Below trend growth to continue
In the words of my BNZ colleague Jason Wong, not even strong words by ECB President Draghi and BOJ Governor Kuroda have been enough to talk down their currencies against the big dollar’s recent dip.
Some slowing in the US economy in last year, higher credit spreads and $US (tighter financial conditions) has seen the market back out pricing for Fed rate rises this year. There was a little more of that last night, Fed funds futures now not pricing the next hike from the Fed until August 2017. The USD have up ground against all major currencies bar Sterling last night, including the Aussie that is sitting just over 0.72 in early trade this morning. The Bloomberg spot DXY index eased 0.58%. While financial conditions have been easing in the US, conditions elsewhere through currency transmission channels are likewise tightening, something of a circular process. In the end, we expect economic performance to be the ultimate arbiter. With the USD softer, base metal prices rose (LME copper up 1.12%), as did gold (up 1.26%), though not oil signifying continued softness with WTI down $0.63 to $31.65 and Brent down $0.71. Data released overnight was not especially market moving, US jobless claims up 8K to 285K ahead of payrolls; Dec factory orders fell 2.9%, in line with expectations. Equity markets have been choppy, close to net flat.
In the words of my BNZ colleague Jason Wong, not even strong words by ECB President Draghi and BOJ Governor Kuroda have been enough to talk down their currencies against the big dollar’s recent dip. Draghi talked of further policy stimulus if needed: “we do not surrender to low inflation – and we certainly do not – in the steady state, it will return to levels consistent with our objective”. Kuroda pledged again to cut the negative policy rate further if needed. USD/JPY is back down below last Friday’s pre-BoJ decision levels. Dallas Fed President Robert Kaplan called for patience in assessing the outlook. IMF head Christine Lagarde has been speaking noting support for the weaker oil producers (Azerbaijan, Nigeria) but also that the IMF is very bullish on India, a major beneficiary of lower oil prices.
For sterling, the BOE voted 9-0 to keep rates steady, previous dissenter McCafferty voting this time with his MPC colleagues. The BOE’s latest inflation report forecasts CPI at 0.8% this year and 2% not until 2018. The BOE’s Carney said the MPC did not discuss cutting rates but the market remains mildly tilted in that direction. USD/GBP trades at just over 1.46 this morning after testing somewhat higher and lower levels overnight.
First up this morning is Fed President Mester (v) who is speaking at MNI event on the Fed’s economic outlook and monetary policy. Then there are two big local releases today 1) retail sales for December month (along with volumes for Q4 that quarter feed into GDP), and 2) the RBA’s Statement on Monetary Policy with its full elucidation of the outlook for the domestic and global economy and their formal forecasts for GDP, inflation, and more. For retail sales, NAB is looking for a stronger than consensus 0.6% result for the month supported by strong industry anecdotes. The market consensus is 0.4%. As a result, our December quarter volume forecast is 1.0%, a point above the market’s 0.9%.

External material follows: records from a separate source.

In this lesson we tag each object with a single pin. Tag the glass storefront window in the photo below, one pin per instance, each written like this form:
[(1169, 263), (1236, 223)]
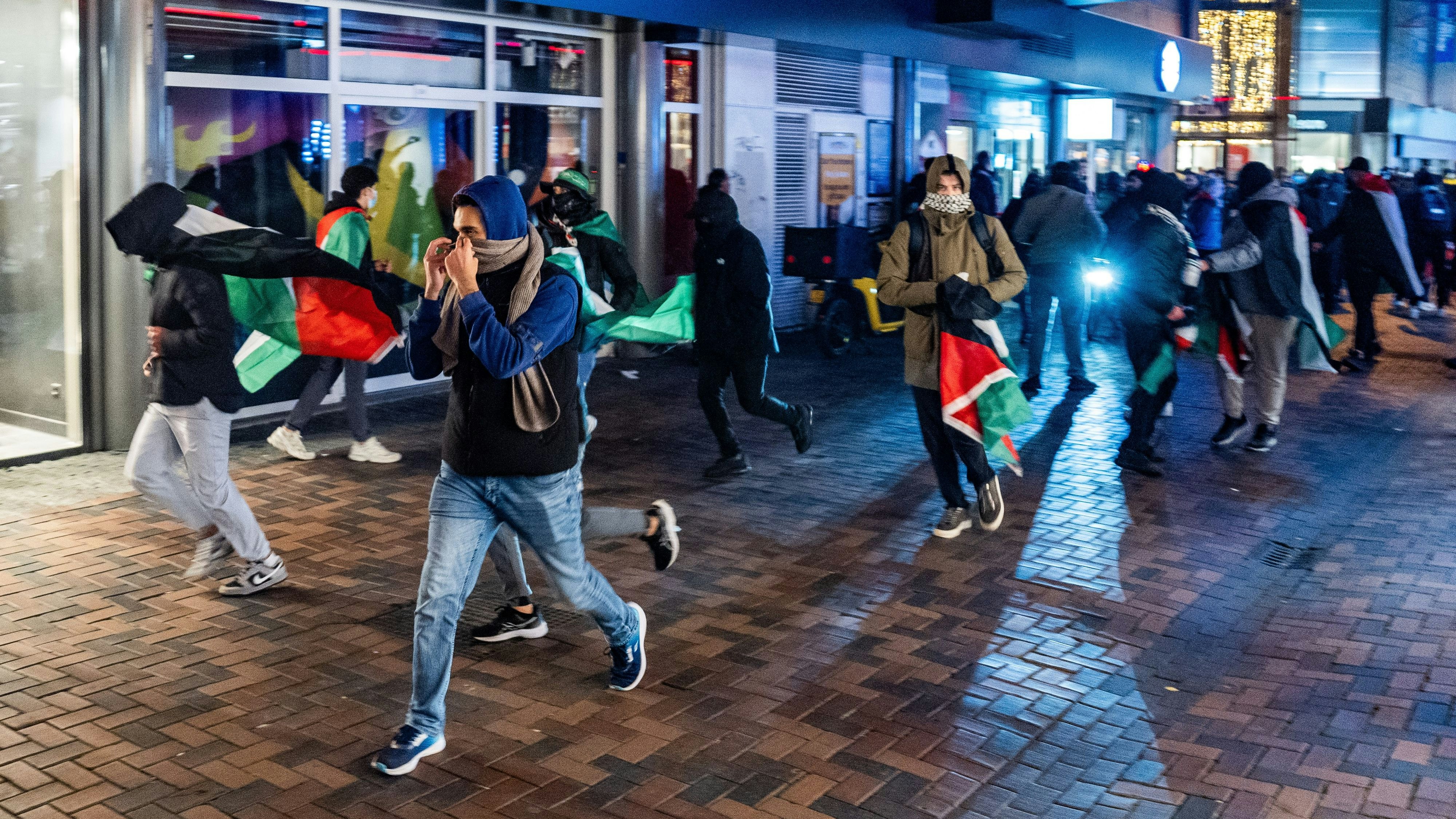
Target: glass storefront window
[(1200, 155), (679, 190), (682, 75), (423, 157), (397, 50), (547, 63), (535, 143), (40, 263), (256, 157), (248, 37), (544, 12), (1315, 152)]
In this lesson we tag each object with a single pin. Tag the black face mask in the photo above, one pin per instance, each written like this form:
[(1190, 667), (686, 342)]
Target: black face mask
[(571, 207)]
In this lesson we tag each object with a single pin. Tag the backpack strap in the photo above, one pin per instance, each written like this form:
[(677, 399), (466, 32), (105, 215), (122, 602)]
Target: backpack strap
[(919, 253), (984, 235)]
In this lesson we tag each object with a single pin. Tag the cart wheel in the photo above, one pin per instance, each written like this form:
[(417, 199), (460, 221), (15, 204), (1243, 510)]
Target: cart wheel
[(836, 328)]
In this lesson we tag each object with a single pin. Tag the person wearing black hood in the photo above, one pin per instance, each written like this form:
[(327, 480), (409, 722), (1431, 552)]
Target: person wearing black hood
[(1260, 270), (736, 330), (343, 232), (1158, 263)]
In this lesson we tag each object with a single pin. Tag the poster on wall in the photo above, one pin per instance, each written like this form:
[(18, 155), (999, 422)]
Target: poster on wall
[(836, 168), (879, 148)]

The outlook for Australian monetary policy lies in the highly uncertain course of the global economy over the next little while together with the uncertain degree of sustainability in what proved to be an improved 2015 for the domestic economy. What can today’s statement reveal about that? Probably not too much other than the risk bias evident in the RBA’s views on whether they have made any material change to their growth, inflation, labour market and other forecast for the Australian economy for 2016 and beyond.
We do not expect large changes to the key forecasts given that the data flow through late last year and the first part of this year has not been materially different from the core forecasts the RBA published last November. Their outlook for the unemployment rate outlook will need to be refreshed from an expectation of a steady 6 to 6 ¼% near term outlook before “gradually declining”. On the day, their more expansive language around the AUD will be minutely analysed. We expect they will stick to Tuesday’s script that the currency is evolving with the economic outlook.
Tonight it’s pre-much all about payrolls with the market looking for signs of any noticeable fissures in the US labour market aside from month-to-month volatility. The market is expecting headline growth of hundred 190K down from 292K and an unchanged unemployment of 5.0%. The subtext of the report, any revisions, whether the detail is worse or better than the headline, and what it says about average earnings growth will all be trawled over. Canada releases its January labour market report as well as its January Ivey manufacturing PMI.
On global stock markets, the S&P 500 was -0.20%. Bond markets saw US 10-years -2.77bp to 1.86%. On commodity markets, Brent crude oil -1.86% to $34.39, gold+1.3% to $1,157, iron ore +2.0% to $45.52. AUD is at 0.72 and the range was 0.7154 to 0.7243.